Etiopathogenesis and histopathologic features

This is believed to arise from reactivation of latent EBV infection due to immunocompromise or immunosenescence. EBV latency typing reveals predominantly latency pattern II (as seen in Hodgkin lymphoma and nasopharyngeal carcinoma) with expression of genes for Epstein-Barr nuclear antigen (EBNA)-1 and LMP-1 and LMP-2.

• There is deep ulcer with a polymorphous infiltrate of lymphocytes, plasma cells, eosinophils, atypical immunoblast-like lymphocytes, and Hodgkin-like or Reed-Sternberg–like cells; the pattern may be diffuse or angiocentric ( Fig. 4.11 B–C).

• The atypical immunoblast-like lymphocytes and Hodgkin-like or Reed-Sternberg–like cells are CD30+, EBER+, and LMP+, and also positive for B-cell markers namely CD20, MUM-1, and PAX-5 ( Fig. 4.11 D–E). A small lymphocyte variant has been reported without the presence of atypical blast-like cells.

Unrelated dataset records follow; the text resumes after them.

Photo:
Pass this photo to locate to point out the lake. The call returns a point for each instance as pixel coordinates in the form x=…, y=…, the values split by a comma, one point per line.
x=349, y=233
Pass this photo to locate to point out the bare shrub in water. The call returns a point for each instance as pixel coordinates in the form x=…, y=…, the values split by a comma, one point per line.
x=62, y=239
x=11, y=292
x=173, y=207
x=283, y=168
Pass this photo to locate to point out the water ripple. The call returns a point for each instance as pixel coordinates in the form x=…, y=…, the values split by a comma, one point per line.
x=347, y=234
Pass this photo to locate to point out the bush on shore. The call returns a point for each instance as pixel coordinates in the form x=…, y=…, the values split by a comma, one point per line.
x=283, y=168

There is variable positivity for CD79a, CD15, CD45, BCL-2, and BCL-6. PDL1 but not PD1 may be present within the atypical cells. There is a background of CD3+ T cells, usually around the atypical infiltrate, and focal necrosis may be present. Ki67 proliferation index in the EBER+ cells may be as high as 25%, and less than 25% in the EBER cells. There are at least 50 EBV+ cells/high power field in almost all cases.

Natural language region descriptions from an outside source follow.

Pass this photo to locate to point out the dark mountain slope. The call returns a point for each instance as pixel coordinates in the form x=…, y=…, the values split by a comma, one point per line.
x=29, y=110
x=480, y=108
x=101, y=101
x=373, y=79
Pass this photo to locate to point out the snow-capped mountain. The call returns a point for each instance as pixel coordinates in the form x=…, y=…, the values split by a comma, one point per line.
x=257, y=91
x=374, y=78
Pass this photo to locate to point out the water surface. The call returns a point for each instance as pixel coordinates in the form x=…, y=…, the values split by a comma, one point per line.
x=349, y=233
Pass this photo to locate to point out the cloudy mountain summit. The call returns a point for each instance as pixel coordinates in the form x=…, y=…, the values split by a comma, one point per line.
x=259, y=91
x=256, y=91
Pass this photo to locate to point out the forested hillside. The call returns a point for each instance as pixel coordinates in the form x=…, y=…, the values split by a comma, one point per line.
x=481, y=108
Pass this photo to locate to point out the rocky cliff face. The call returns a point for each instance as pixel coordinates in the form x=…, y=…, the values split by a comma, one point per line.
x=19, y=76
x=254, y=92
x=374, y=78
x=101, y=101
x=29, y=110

• Some cases show polyclonal, oligoclonal, or clonal IgH and T-cell receptor gene rearrangements.

Differential diagnosis

• Traumatic ulcerative granuloma with stromal eosinophilia does not generally show atypical Reed-Sternberg cells but may have many eosinophils, lymphocytes, and histiocytes. Older reports of CD30+ traumatic ulcerative granulomas may have represented cases of EBV mucocutaneous ulcers.

• EBV-negative diffuse large B-cell lymphoma appears similar but consists of sheets of large, atypical lymphocytes and is not polymorphic as seen in EBV mucocutaneous ulcers; such lymphomas are CD30–, and positive for mutations such as MYD88 , CD79A , CD79B , CARD11 , and EZH2 which are not seen in EBV mucocutaneous ulcers.

• Classic Hodgkin lymphoma is positive for B-cell markers as well as being CD30+ and is also positive for EBV but this is a very rare occurrence in the oral cavity.